For many years, Lake Kivu was considered a hazard by nearby residents. After several people drowned, a myth emerged that the methane gas had sinking properties. There were also fears that the water was becoming more acidic and inhospitable for fish – a large source of food and income for residents. And most importantly, there was fear of the lake erupting by methane igniting once it came in contact with air and concern that nearby residents could be asphyxiated from toxic greenhouse gases.

Under Rwanda’s transformation agenda, the government wants to address the growing energy deficit by providing access to power to all Rwandans by 2024. So it decided to change the narrative around Lake Kivu by attracting private investors. In 1963, Union Chimique de Belge began using purified methane gas with a pilot plant in Rubona, a neighbourhood on the shore of Lake Kivu. But it was not until 2015 that further methane-to-power projects were implemented.

KivuWatt, a project managed by Contour Global, was the world’s first large-scale methane-to-power project. The project extracts methane from Lake Kivu to generate electricity, expanding households’ access to power, lowering costs, and reducing environmental hazards. The first phase of the project used three gensets to produce 26 MW of electricity for the local grid. The second phase is expected to deploy nine additional gensets at 75 MW, essentially doubling Rwanda’s power production. KivuWatt extracts gas from 350 m beneath the lake, and returns carbon dioxide into it to ensure balance and continuity of the ecosystem.

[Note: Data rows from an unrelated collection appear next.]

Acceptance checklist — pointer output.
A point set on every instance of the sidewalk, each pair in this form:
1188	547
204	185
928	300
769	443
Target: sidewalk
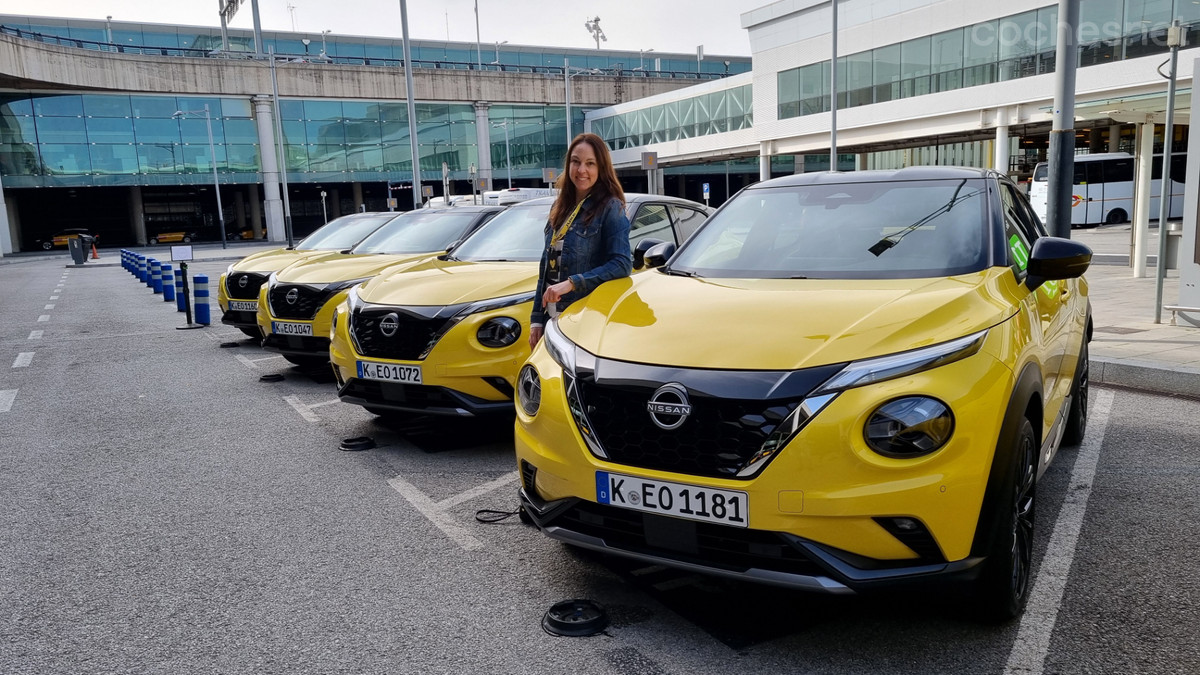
1128	348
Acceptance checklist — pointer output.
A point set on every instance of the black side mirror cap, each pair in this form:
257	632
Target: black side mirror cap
1053	258
640	251
659	254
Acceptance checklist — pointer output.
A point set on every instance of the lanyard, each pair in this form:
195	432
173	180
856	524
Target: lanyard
567	225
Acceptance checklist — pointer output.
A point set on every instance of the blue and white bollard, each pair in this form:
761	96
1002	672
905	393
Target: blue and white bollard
201	290
168	284
180	297
156	276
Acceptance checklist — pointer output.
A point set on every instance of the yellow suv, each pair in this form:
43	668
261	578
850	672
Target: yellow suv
297	303
449	336
839	383
238	287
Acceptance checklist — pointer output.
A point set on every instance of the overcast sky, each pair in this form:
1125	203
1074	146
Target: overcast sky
663	25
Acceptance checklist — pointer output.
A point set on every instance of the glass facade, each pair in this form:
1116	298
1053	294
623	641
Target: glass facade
730	109
996	51
118	139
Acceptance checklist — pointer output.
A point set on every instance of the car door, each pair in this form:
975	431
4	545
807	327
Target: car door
1049	302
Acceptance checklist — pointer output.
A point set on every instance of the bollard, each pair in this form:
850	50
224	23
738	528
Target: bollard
156	276
201	292
180	297
168	284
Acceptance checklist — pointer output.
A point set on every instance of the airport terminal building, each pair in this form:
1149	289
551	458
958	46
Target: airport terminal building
89	127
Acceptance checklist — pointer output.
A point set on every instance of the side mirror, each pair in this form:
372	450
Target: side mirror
1054	258
640	251
659	254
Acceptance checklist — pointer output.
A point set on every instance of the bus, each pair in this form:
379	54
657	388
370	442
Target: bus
1104	185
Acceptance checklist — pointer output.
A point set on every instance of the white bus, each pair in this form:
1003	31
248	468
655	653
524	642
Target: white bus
1103	187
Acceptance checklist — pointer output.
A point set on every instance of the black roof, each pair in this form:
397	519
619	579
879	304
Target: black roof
879	175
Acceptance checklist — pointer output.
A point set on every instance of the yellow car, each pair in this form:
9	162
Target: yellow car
449	336
841	382
297	303
238	287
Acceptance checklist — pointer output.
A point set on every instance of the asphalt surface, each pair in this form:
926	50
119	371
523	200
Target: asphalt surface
166	511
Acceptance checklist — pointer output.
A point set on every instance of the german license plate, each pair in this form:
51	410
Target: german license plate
725	507
390	372
291	328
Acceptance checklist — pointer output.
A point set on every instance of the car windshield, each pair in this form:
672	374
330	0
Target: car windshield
343	232
515	236
894	230
419	232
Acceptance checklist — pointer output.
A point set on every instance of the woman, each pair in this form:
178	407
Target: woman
587	236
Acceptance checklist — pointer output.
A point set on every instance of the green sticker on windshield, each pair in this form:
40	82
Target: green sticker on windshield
1020	254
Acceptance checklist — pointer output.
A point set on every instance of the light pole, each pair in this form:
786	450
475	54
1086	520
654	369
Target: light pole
508	159
213	155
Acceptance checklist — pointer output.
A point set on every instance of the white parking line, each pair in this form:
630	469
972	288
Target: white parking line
294	401
436	515
479	490
1032	640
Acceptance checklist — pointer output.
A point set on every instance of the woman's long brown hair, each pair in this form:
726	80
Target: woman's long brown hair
606	183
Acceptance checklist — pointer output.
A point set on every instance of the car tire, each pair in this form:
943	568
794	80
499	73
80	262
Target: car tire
1077	417
1005	583
306	362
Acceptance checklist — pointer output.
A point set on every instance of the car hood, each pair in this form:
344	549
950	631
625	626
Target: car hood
337	267
780	324
275	260
450	282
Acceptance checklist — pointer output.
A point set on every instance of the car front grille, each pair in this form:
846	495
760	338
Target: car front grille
304	303
247	291
411	340
717	440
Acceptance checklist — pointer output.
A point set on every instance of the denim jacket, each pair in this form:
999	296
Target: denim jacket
593	252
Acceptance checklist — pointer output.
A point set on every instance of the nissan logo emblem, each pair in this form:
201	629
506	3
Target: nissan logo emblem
669	406
389	323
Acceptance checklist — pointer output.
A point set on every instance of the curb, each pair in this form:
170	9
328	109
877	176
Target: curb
1150	377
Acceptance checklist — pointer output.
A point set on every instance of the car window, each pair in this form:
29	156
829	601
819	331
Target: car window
1019	233
687	220
652	221
885	230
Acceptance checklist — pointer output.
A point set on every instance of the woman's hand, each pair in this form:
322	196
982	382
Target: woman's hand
556	292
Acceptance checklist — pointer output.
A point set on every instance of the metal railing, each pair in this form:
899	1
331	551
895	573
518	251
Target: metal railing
148	51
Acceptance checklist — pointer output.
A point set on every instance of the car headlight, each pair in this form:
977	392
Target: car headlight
868	371
498	332
529	390
559	347
909	428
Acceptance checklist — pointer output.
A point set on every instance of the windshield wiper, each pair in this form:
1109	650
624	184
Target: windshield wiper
888	242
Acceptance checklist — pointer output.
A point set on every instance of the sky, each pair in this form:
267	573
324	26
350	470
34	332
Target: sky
661	25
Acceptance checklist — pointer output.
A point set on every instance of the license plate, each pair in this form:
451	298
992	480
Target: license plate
288	328
390	372
725	507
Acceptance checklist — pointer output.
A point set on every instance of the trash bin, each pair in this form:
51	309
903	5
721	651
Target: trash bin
79	249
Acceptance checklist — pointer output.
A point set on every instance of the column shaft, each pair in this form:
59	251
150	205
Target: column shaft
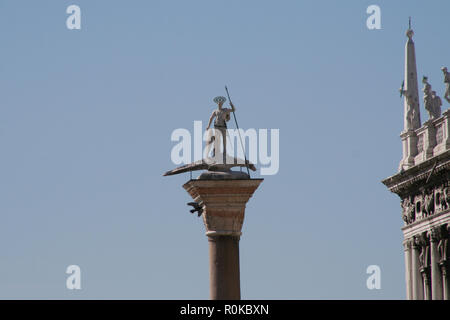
436	277
408	275
224	268
417	283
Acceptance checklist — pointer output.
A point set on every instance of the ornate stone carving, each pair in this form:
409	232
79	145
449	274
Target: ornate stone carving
428	204
424	248
409	211
432	103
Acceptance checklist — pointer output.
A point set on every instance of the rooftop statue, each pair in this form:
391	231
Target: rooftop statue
428	100
218	165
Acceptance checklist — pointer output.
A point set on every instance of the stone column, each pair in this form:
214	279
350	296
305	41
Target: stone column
417	283
436	277
424	265
223	201
409	142
429	141
443	263
446	128
445	289
408	275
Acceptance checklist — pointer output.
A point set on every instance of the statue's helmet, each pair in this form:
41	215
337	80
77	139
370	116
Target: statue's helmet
219	99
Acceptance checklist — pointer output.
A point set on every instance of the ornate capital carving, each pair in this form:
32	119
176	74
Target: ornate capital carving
223	203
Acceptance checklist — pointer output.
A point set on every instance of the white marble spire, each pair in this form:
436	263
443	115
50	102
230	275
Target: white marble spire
411	88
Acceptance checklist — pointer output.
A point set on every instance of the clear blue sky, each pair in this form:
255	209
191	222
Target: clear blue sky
85	124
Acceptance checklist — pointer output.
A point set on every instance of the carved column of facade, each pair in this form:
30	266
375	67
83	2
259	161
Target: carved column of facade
417	283
409	142
443	263
223	202
429	140
424	265
408	271
436	277
446	128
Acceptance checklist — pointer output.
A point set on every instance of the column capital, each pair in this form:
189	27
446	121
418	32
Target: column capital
223	202
408	243
434	234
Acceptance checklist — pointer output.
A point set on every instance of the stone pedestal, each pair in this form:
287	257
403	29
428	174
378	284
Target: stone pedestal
223	199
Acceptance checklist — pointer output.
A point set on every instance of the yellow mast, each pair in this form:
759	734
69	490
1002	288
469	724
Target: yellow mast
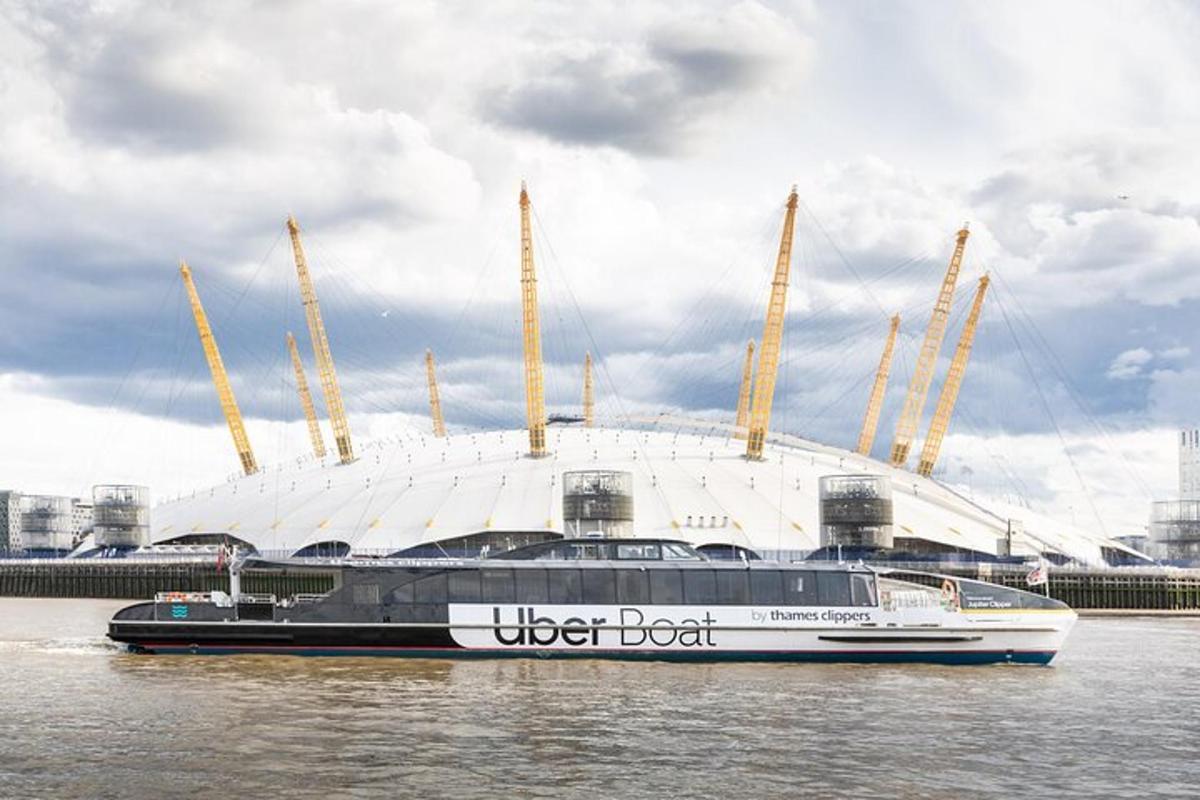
310	413
439	425
535	397
772	338
220	378
941	421
923	374
589	401
743	417
321	350
875	404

The methane gas is separated and used to propel turbines, which then generate electricity. Separately, the Lake Kivu 56 project plans to generate 56 MW under its 25-year concession with the Rwandan government, which has also entered into a USD400 million concession agreement with Gasmeth. Under this agreement, Gasmeth will process and compress the gas onshore to create compressed natural gas, and create a distribution and retail network for the distribution of this and biofuel replacement across the country.

The methane in Lake Kivu is estimated to have the capacity to generate 700 MW of electricity over a period of 55 years. Rwanda’s share of the total generation potential is about 350 MW, with the rest being shared with the Democratic Republic of Congo. The government has established a supervisory body – the Lake Kivu Monitoring Program – to ensure the safe extraction of methane gas and protection of the surrounding population through the preservation of the lake’s stability. Gas laws and regulations for methane projects are under review and expected to be gazetted soon.

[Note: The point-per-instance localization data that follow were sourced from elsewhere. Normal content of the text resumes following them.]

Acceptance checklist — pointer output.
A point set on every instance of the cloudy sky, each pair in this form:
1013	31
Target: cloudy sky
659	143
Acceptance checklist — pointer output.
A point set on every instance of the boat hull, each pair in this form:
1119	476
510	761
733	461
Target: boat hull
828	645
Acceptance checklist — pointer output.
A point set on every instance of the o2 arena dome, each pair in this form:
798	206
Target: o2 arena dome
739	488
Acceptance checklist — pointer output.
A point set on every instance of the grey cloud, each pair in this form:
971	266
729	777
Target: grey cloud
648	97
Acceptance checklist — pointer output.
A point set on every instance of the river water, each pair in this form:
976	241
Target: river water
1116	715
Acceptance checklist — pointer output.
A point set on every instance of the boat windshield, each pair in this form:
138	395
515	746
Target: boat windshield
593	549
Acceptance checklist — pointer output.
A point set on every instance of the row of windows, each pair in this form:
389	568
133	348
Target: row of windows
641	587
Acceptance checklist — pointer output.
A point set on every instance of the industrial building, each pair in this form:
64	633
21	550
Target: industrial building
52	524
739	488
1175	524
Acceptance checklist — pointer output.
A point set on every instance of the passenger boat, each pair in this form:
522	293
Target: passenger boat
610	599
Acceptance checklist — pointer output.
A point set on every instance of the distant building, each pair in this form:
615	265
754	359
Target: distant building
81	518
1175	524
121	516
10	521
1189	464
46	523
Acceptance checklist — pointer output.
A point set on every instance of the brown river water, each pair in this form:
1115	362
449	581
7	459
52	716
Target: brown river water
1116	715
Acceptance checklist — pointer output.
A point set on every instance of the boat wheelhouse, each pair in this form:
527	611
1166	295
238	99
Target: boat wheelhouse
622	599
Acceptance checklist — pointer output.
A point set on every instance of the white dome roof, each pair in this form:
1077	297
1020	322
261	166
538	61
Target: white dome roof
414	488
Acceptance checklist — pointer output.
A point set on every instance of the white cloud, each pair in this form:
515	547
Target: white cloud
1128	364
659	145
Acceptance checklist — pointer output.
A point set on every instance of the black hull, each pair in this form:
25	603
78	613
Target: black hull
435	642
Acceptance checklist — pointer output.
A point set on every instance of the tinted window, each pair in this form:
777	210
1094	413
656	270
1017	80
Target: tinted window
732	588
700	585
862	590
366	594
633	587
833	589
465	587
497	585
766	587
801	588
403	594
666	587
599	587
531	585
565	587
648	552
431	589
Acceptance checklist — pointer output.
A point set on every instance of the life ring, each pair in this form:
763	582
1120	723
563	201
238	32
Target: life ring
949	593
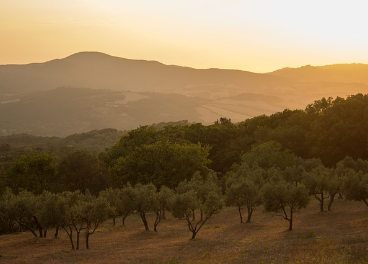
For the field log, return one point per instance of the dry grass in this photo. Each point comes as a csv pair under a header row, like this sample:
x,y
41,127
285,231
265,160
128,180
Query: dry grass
x,y
339,236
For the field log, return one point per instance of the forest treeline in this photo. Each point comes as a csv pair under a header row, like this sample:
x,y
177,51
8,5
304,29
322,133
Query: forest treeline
x,y
278,161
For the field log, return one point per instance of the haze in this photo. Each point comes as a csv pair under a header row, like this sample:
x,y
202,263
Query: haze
x,y
257,36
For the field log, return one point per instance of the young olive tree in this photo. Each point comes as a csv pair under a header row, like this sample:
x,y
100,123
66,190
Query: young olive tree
x,y
73,219
94,212
355,186
24,209
317,182
146,200
161,204
243,188
197,201
284,199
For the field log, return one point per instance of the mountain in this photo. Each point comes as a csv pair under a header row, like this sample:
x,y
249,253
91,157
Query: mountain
x,y
101,71
47,98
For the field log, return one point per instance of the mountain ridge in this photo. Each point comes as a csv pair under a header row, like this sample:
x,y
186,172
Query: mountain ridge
x,y
41,98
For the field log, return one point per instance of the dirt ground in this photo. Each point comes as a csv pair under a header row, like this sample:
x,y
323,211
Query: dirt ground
x,y
339,236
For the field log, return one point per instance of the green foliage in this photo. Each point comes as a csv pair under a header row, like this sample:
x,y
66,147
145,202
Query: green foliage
x,y
34,172
146,200
81,170
197,201
356,186
162,163
284,199
339,128
318,182
243,188
269,154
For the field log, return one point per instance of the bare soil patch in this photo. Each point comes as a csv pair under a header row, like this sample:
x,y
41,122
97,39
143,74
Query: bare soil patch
x,y
339,236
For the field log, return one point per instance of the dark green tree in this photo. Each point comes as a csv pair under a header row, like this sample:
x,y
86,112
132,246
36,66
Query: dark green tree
x,y
284,199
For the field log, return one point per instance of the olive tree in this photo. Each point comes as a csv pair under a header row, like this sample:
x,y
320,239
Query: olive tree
x,y
197,201
243,188
284,199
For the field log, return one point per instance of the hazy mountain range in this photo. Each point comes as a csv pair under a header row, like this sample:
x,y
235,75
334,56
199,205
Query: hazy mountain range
x,y
91,90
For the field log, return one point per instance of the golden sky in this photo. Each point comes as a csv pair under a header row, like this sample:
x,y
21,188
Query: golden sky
x,y
253,35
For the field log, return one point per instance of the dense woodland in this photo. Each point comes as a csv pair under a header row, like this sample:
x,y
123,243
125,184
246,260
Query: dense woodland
x,y
279,162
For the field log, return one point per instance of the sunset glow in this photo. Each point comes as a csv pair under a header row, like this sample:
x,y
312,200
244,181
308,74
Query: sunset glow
x,y
258,36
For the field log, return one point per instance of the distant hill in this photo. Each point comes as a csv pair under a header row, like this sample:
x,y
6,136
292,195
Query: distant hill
x,y
101,71
41,98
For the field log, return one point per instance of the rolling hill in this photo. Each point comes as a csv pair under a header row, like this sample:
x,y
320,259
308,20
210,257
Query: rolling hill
x,y
91,90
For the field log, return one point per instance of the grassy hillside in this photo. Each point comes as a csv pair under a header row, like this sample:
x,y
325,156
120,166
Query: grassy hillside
x,y
339,236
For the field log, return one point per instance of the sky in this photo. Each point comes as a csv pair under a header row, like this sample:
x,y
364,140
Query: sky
x,y
252,35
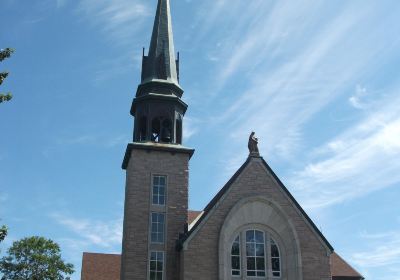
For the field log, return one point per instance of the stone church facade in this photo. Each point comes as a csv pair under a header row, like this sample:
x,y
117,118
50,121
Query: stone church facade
x,y
252,229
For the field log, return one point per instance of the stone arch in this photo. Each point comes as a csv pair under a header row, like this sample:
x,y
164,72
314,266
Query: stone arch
x,y
261,212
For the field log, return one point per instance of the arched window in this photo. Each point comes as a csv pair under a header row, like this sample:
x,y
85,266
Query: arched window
x,y
261,258
179,131
235,257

The gas law will establish a framework for the development of gas infrastructure and operations in Rwanda. Investors have found it challenging to find experts and bring them to the remote area of the lake, and to mobilize the required financing. Despite this, they have managed to explore this natural resource and optimize its use for the benefit of Rwanda and themselves. More challenges lie ahead, but without a doubt Lake Kivu today holds more promise than risk.